Commas are the bane of many writers, but they’re more useful than you might realize.
Time was, everyone was taught the niceties of comma usage and the way proper usage helps readers understand the author’s intentions. That time seems to have passed, though, so I’m stepping in.
What’s the difference between the meanings of these two phrases?
Kim’s husband Steve
Kim’s husband, Steve
I hear you, I really do. “There’s no difference! There’s just a comma in one, but not the other!” And THAT, kids, is important. That comma makes the difference between Kim having one husband or more than one. That comma. It’s not unimportant.
First, we have “Kim’s husband Steve” without a comma. That means this is Steve, not Tony or Bruce. (Doesn’t matter how many more than one, either.
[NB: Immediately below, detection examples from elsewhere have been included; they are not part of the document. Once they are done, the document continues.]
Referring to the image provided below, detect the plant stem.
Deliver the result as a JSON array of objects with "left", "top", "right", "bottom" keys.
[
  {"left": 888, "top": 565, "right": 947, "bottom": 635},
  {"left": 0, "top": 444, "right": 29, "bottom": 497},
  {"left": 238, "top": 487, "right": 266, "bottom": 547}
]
If she has two husbands, we’d still not use a comma in that position. If she has two hundred, the same deal applies.) This works with any noun, like “her son Robert.” That means we’re talking about Robert, not Shawn or Randy or Scott.
Then, we have “Kim’s husband, Steve.” She has one husband. His name is Steve. The name is less important than the relationship, so it’s set off with a comma. (When a noun phrase is set off like this, we call it an appositive.) We don’t need to know that it’s THIS husband and not THAT husband; there’s only the one, and his name happens to be Steve. (This is her husband, Steve. That guy over there? That’s her boyfriend Bruce. See? Now we know she has one husband because there’s a comma before “Steve,” and we know she has more than one boyfriend because there’s no comma setting “Bruce” off from “boyfriend.” I bet she has a couple of lawyers lined up, too.)
Proper use of punctuation not only makes your writing look better. It also provides information to your readers. You don’t have to explain that she has one husband and more than one boyfriend. Let the commas do the talking.